O Rio Ave e o presidente foram esta sexta-feira alvo de buscas por parte da equipa dos Serviços Estrangeiros e Fronteiras (SEF) por suspeitas de auxilio à imigração ilegal

O SEF (Serviço de Estrangeiros e Fronteiras) e a polícia revistaram todos os cantos do Estádio do Rio Ave, em Vila do Conde, para procurarem provas que comprovem as suspeitas de auxílio a emigração ilegal e, simultaneamente, outra equipa realizou buscas à empresa do presidente do clube, António Silva Campos.

No resultado desta operação, em que estiveram presentes 20 agentes, foram feitos arguidos o presidente António Silva Campos, o tesoureiro Augusto Fonseca e mais dois funcionários.

A investigação tinha começado em 2008 conhecendo agora novos desenlaces.

Na base da suspeições estava a situação laboral de três mães de origem brasileira, que acompanharam os filhos até Portugal, para que estes jogassem nas camadas jovens do Rio Ave.

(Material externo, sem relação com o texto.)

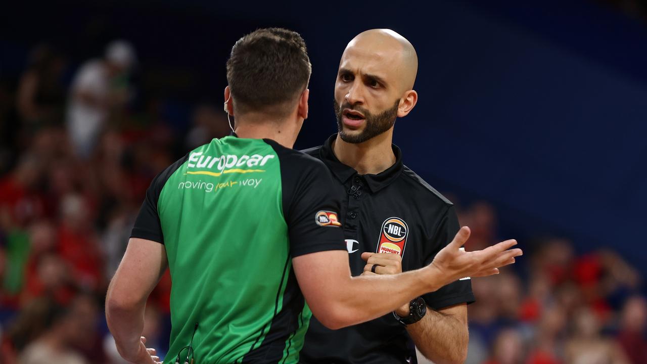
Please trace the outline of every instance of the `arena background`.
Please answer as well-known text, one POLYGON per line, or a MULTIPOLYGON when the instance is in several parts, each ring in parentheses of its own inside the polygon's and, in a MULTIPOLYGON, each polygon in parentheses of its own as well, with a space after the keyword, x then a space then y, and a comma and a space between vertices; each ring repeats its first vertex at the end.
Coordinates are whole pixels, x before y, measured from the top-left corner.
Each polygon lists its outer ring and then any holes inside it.
MULTIPOLYGON (((608 348, 617 363, 647 363, 644 1, 2 7, 3 362, 15 362, 16 341, 23 347, 52 332, 64 337, 63 324, 34 323, 44 319, 44 307, 61 304, 74 314, 60 315, 89 334, 66 343, 86 360, 113 362, 102 295, 143 191, 192 143, 227 132, 221 102, 231 47, 257 28, 280 26, 303 35, 313 63, 310 117, 298 148, 336 130, 333 83, 350 39, 390 28, 415 47, 419 100, 395 129, 405 164, 459 206, 461 223, 475 233, 471 247, 514 237, 527 253, 514 269, 474 281, 468 363, 575 362, 591 347, 608 348), (93 154, 80 158, 65 146, 69 87, 81 65, 120 39, 137 53, 130 97, 111 111, 93 154), (37 73, 60 97, 47 105, 54 109, 47 122, 27 116, 19 102, 39 49, 53 54, 47 62, 54 65, 37 73), (25 171, 36 172, 32 179, 25 171)), ((156 291, 147 319, 162 351, 168 284, 156 291)))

Por lei, um menor só pode jogar na Europa quando tem um progenitor no país com contrato de trabalho.

Em comunicado divulgado no sítio da internet o Rio ave especifica que os menores eram Hudson, Rodrigo e Paulo e que as respectivas mães tiveram contratos de trabalho regularizados na empresa de construção civil de António Silva Campos.

Entretanto, todos esses jovens deixaram o clube, pelo que os contratos de trabalho das mães foram rescindidos.

"Por o Rio Ave nada ter a esconder, e por todas as contratações com jogadores serem efectuadas dentro da mais perfeita legalidade, repudiamos o desajustado alarido das buscas efectuadas. O Rio Ave defende e pratica o rigor e a seriedade, nada devendo a ninguém", esclareceu o clube na mesma nota.

Já foi iniciado um processo sobre os quatro arguidos, entre os quais se inclui o presidente e o seu tesoureiro (também funcionário numa das empresas).

O Rio Ave está de consciência tranquila e disponivel para todos os esclarecimentos.